W Hiszpanii zakończył się niedawno Szczyt Klimatyczny ONZ COP25. Z tej okazji madryckie Muzeum Prado i WWF przygotowały specjalną akcję zatytułowaną  „+ 1,5ºC zmienia wszystko”. W jej ramach powstały zmodyfikowane wersje czterech popularnych dzieł sztuki z muzealnej kolekcji, na których widzimy możliwe smutne skutki ocieplenia klimatu. I tak na obrazie Diego Velázqueza zamiast dumnego jeźdźca Filipa IV widzimy jak król i jego koń walczą z podniesionym poziomem morza.
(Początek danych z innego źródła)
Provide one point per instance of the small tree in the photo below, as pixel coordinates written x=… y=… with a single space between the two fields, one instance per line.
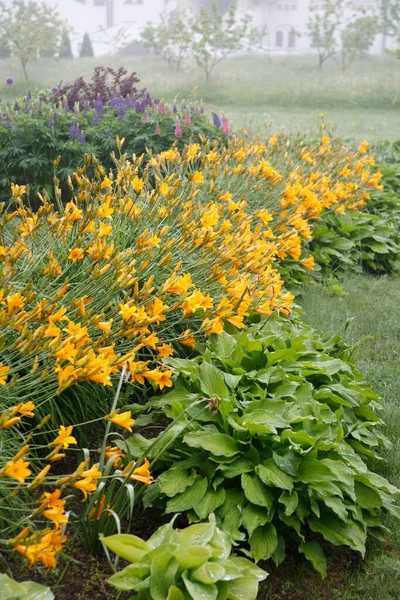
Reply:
x=357 y=37
x=5 y=50
x=323 y=26
x=31 y=29
x=65 y=51
x=171 y=41
x=214 y=37
x=86 y=48
x=390 y=17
Dama z obrazu "Parasolka" Francisco Goi sportretowana została jako uchodźczyni klimatyczna. Tymczasem Charon z obrazu Patinira nie może przebyć Styksu tradycyjnie łódką, bo ten dawno wysechł, a cała okolica powoli przemienia się w pustynię. Do tego na obrazie Joaquína Sorolli chłopcy leżą na plaży w towarzystwie... śniętych ryb. 

Akcja zwraca uwagę na poważne problemy wiążące się z zanieczyszczeniem środowiska i zmianami w klimacie. Musimy przyznać, że uniwersalny język sztuki mocno przemawia do naszej wyobraźni.